Academy Sci-Tech Awards To Celebrate ARRISCAN Designers

In recognition of the critical role played by science and technology in the moviemaking process, the Academy of Motion Picture Arts and Sciences will next month honour 15 key achievements at its annual Scientific and Technical Awards presentation. The ARRISCAN film scanner has been selected as one of these achievements and three of the ARRI innovators who were responsible for its development have been singled out for commendation. This will mark the 16th Academy Award to have been bestowed upon ARRI and its designers.

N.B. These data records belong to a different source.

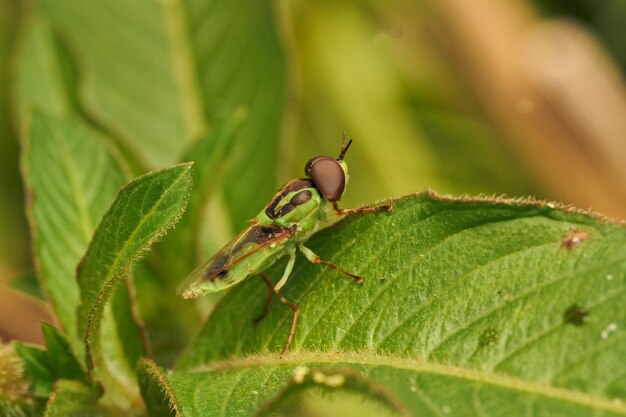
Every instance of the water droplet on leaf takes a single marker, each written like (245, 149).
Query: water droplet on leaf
(487, 337)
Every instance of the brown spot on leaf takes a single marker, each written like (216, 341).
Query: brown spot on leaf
(574, 238)
(575, 315)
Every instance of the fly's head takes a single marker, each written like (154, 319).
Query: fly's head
(329, 174)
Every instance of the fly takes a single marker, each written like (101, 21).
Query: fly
(298, 210)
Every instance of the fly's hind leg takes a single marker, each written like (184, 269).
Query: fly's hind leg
(313, 258)
(274, 289)
(364, 210)
(268, 301)
(294, 321)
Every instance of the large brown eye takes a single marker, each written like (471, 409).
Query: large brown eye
(307, 167)
(328, 177)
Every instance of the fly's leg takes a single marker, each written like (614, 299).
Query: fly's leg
(270, 293)
(276, 290)
(313, 258)
(296, 313)
(341, 212)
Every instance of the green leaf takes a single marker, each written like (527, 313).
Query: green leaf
(38, 368)
(61, 359)
(71, 178)
(139, 216)
(211, 154)
(172, 68)
(469, 307)
(71, 398)
(45, 77)
(28, 284)
(16, 397)
(170, 320)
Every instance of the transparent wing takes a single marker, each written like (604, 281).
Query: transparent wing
(217, 273)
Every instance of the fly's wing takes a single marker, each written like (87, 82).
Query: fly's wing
(251, 251)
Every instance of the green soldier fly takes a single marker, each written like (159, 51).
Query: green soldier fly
(298, 210)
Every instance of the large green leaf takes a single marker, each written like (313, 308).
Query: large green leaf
(71, 178)
(172, 321)
(139, 216)
(469, 306)
(44, 75)
(73, 399)
(158, 73)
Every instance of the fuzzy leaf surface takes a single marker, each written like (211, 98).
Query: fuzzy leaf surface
(140, 215)
(71, 178)
(470, 306)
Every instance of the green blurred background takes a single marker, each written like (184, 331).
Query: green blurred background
(484, 97)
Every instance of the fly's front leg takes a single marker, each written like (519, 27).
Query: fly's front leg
(270, 293)
(313, 258)
(276, 290)
(341, 212)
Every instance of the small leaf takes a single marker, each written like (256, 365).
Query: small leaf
(28, 284)
(156, 391)
(71, 178)
(61, 359)
(139, 216)
(465, 308)
(205, 68)
(16, 397)
(73, 399)
(170, 320)
(45, 78)
(38, 368)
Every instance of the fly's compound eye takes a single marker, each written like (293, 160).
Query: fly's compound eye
(328, 176)
(309, 165)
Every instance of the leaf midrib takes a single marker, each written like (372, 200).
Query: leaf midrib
(376, 359)
(182, 62)
(114, 269)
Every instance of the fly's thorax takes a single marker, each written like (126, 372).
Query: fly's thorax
(295, 202)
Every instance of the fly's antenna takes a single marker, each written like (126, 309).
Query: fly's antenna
(344, 147)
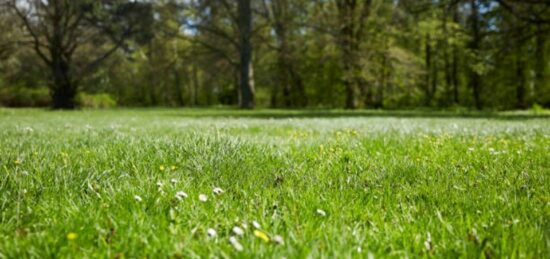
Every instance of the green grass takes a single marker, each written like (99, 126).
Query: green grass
(477, 184)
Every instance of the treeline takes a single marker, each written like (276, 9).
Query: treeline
(483, 54)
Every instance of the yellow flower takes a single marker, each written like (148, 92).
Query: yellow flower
(71, 236)
(261, 235)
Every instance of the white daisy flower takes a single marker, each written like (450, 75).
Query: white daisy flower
(181, 195)
(321, 212)
(236, 244)
(278, 240)
(211, 232)
(218, 191)
(238, 231)
(256, 224)
(203, 197)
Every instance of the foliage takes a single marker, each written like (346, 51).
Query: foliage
(96, 101)
(483, 54)
(344, 184)
(25, 97)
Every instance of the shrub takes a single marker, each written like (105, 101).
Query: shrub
(96, 101)
(24, 97)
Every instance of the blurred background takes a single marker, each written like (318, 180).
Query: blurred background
(392, 54)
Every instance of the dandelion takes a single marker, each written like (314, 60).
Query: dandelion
(203, 197)
(181, 195)
(321, 212)
(217, 191)
(211, 232)
(71, 236)
(238, 231)
(428, 242)
(235, 243)
(256, 224)
(278, 240)
(261, 235)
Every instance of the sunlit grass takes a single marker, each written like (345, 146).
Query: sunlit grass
(140, 183)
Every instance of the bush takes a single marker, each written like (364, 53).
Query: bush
(96, 101)
(25, 97)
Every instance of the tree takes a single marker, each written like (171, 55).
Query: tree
(73, 38)
(352, 15)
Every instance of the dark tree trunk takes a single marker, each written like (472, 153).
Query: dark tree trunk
(246, 77)
(540, 64)
(447, 63)
(455, 61)
(475, 45)
(63, 87)
(428, 79)
(352, 18)
(520, 89)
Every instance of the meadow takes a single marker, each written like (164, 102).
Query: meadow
(193, 183)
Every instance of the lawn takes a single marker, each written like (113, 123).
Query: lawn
(294, 184)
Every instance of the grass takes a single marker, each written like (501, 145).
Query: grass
(390, 184)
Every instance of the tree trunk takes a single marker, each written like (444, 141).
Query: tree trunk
(352, 17)
(246, 77)
(454, 73)
(475, 44)
(540, 65)
(428, 79)
(520, 89)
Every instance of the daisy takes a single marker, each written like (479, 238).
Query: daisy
(211, 232)
(218, 191)
(238, 231)
(181, 195)
(71, 236)
(236, 244)
(261, 235)
(256, 224)
(321, 212)
(278, 240)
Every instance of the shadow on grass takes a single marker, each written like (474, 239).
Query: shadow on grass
(318, 113)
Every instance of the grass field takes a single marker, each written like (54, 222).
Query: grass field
(318, 184)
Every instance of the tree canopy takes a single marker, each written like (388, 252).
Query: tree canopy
(483, 54)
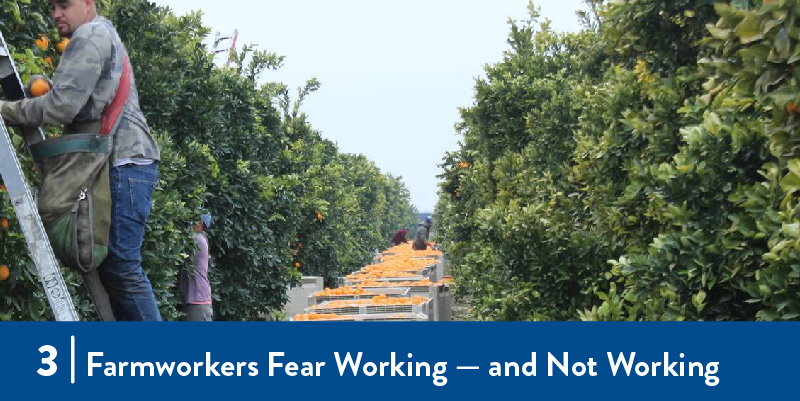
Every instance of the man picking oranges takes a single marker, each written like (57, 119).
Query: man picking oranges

The recipients of the Scientific and Engineering Award will be Michael Cieslinski, Dr. Reimar Lenz and Bernd Brauner. Each of them has been recognised for “the development of the ARRISCAN film scanner, enabling high-resolution, high-dynamic range, pin-registered film scanning for use in the digital intermediate process.” Cieslinski is credited with designing the sensor and serving as project manager for the scanner, while Brauner was responsible for the film transport and Lenz developed the micro scanning feature.
Representing the first step in transferring film images into the digital realm, the ARRISCAN enables practically limitless creative possibilities in the DI. It utilises a specially designed CMOS area sensor mounted on a micro-positioning platform and a custom LED light source. More than 100 ARRISCANs are in use worldwide, scanning film for major motion pictures, commercials, archive restorations and digital dailies applications.
Recent productions that have utilised the ARRISCAN include The Blind Side, Up in the Air, The Twilight Saga: New Moon, Transformers: Revenge of the Fallen and many more.
At the other end of the DI process is the ARRILASER film recorder, which transfers the final edited and graded images from a computer back onto 35mm film for viewing in theatres. In 2002, Franz Kraus and Dr. Johannes Steurer of ARRI, along with Wolfgang Riedel of the Fraunhofer Institute, accepted a Scientific and Engineering Award from the Academy for “the design and development of the ARRILASER film recorder."

Since 1930, AMPAS has conducted a program for honouring artisans whose contributions have made it possible for the movie industry to exist and evolve. Approximately 45 people constitute the Scientific and Technical Awards Committee, representing cinematography (production and technical), digital imaging, electronics and research, film and laboratory, lighting and equipment, mechanical or optical effects and engineering, production, projection, exhibition techniques and sound.

The Scientific and Technical Awards presentation takes place on Saturday 20th February, in Beverly Hills.